Loving attention to the other must be a sign that identifies us as Christians. It is the task of the whole community to seek creative and daring ways of encounter, where we see the face of God in each person, especially where life hurts, and to find ways of expressing and witnessing to that God who gives himself to us, who is and will remain a permanent novelty.

Witnesses to an experience

As Christian adults, we are challenged by young people to be witnesses of what we preach. Believers and, at the same time, credible. Faith is a matter of encounter, not of theory. Prayer is the very personal encounter with the One who can transform our lives. We must encourage young people to seek out witnesses whose friendship with Jesus changed their lives, when they felt that everything was going uphill. Christ himself— who accepted to go through passion and death—made himself a neighbor to all those who suffer. The message to our teenagers should be that amid any discomfort, love triumphs; it is stronger than the weakness of those who give in to pain. To live this, it is important to be prayerful young people with the capacity to transform uncertainty into confidence, decay into hope and isolation into fraternal love.

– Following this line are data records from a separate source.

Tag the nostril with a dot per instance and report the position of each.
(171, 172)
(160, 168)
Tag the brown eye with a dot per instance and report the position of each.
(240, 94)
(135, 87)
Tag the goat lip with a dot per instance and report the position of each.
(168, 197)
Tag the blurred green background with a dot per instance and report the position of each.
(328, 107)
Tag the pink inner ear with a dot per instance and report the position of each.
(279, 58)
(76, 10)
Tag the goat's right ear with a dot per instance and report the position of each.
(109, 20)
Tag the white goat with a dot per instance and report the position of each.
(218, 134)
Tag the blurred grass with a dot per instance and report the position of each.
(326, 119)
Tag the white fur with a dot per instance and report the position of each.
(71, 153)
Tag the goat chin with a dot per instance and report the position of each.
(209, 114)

It is time to walk together in good company and without fear. For that we have to bring them closer, as witnesses, to the mystery of love.

Mysticism

Mystics share with us their experience in their relationship with God; their experience of feeling loved, accepted, welcomed. St Teresa of Jesus tells us that prayer is ‘dealing in friendship with the one we know loves us’. This manifests her absolute certainty of God’s love for us. God is an available figure, always. ‘Never, daughters, does your Bridegroom take His eyes off you… He waits for nothing else but that we look to Him. He so esteems our turning to look at Him that, that no diligence will be lacking on His part’ (Way of Perfection, chapter 26, 3). He is that ideal ‘secure base’ figure. He loves us as unconditionally as we need, and that experience is restorative. In the experience of the mystics the face of God who is love outstands. God is the One who knows only how to love, and it is trust in Him which changes life forever.

Pope Francis arriving at the Final Mass during the 2023 World Youth Day in Lisbon, Portugal. Credit: British Province of Carmelites-wikimedia.
The care and presence of parents will provide children with self-confidence and enable their healthy mental growth. Credit: Photo by form PxHere.

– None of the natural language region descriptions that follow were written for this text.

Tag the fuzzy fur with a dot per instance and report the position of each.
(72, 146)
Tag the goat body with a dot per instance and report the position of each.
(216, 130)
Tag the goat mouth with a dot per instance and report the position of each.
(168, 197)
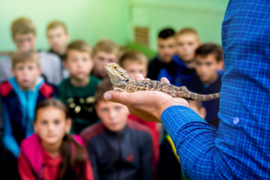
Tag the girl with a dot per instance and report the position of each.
(51, 153)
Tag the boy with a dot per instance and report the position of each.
(104, 52)
(187, 41)
(58, 38)
(208, 58)
(20, 95)
(78, 91)
(117, 148)
(136, 63)
(162, 65)
(24, 36)
(169, 167)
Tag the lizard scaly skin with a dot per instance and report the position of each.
(121, 81)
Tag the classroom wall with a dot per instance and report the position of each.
(94, 19)
(86, 19)
(204, 16)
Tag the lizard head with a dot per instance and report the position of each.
(118, 75)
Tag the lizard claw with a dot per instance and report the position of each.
(119, 89)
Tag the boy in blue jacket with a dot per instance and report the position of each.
(208, 58)
(20, 95)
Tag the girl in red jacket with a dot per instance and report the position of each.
(51, 153)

We must help young people to see what kind of God’s face they have in their minds and hearts, and to bring them closer to the experience of a loving God. The Pope said to the young people at the 2023-WYD in Lisbon: ‘Let’s think about this in our hearts. We are called as we are, with the problems we have, with the limitations we have, with our overflowing joy (…). Jesus calls me as I am, not as I would like to be. We are a community of brothers and sisters of Jesus, sons and daughters of the same Father’. Welcoming the other as he or she is given to me. Never identify the person with what appears of him or her, nor with his or her behavior, because we then in fact close ourselves to that person and to their mystery.

Relationship is a place of evangelization. Every relationship is an opportune moment to proclaim God. When I establish a meaningful relationship with another person, I give him or her my affection, not out of personal interest, but as a small sign of God’s love, so that the beauty of a life open to this Love may be discovered. We make the invisible visible. This is mysticism.